On hearing the announcement I was initially very skeptical and to a certain degree I remain skeptical as I can’t see PFI providers handing back any savings without some challenging negotiations around changes to the service level specifications and balance of risks between the authority and provider.

This though is the point isn’t it? as the government recognise that gold plating exists within many contracts and that on reflection many of the risks and responsibilities placed on the PFI providers for elements such as utility costs, indexation, vandalism, service level specifications, response times, insurances, change in law and soft FM may now either be removed entirely and the risk transferred back or services taken back by the Authority.

But how does one go about valuing some of these items and what are the legal implications?.  These are the aspects where I am most skeptical.  The saving offered are likely to be less than the cost originally ascribed to the element and the removal of some items may have a cascade factor onto the costs of other services within the same PFI contract or more seriously on the cost of other PFI contract.
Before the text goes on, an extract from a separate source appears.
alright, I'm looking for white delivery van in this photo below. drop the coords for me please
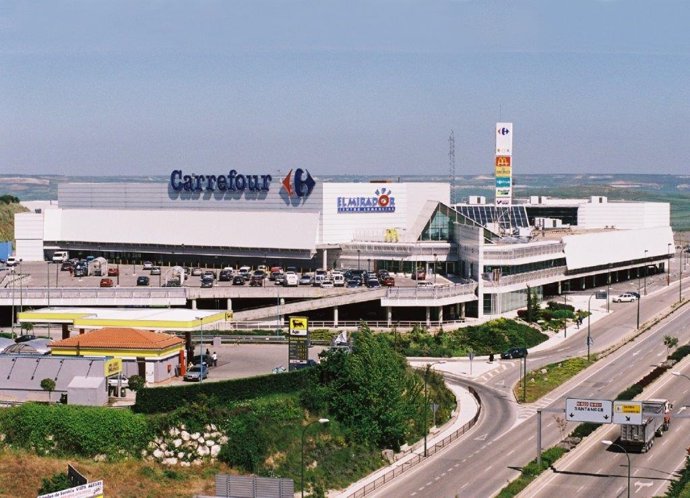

I haven’t even touched on the legal challenges.

Notwithstanding these concerns I do accept that these contracts need to be looked at both from a performance management perspective, which has historically been poor, and the structure of the contract.  I do though believe that providers will act in the public interest to help identify and work through savings.  However, before embarking on such a cost reduction plan, the right advisors need to be engaged on the right terms – not half a fee for half a job – and this needs to be done in collaboration.  I think one needs to recognize that the providers costs should also be reimbursed so that an open and transparent dialogue can be conducted which identifies the best sources of savings, the options and their implications.

Lets also not forget that arguably one of the best way for authorities to save money is to ensure that their PFI contract are highly utilised and as much activity as possible is provided within these facilities.  The utilisation of the asset therefore needs to be looked at closely and where possible this should be increased by transferring activity away from other estate so that savings may be made elsewhere.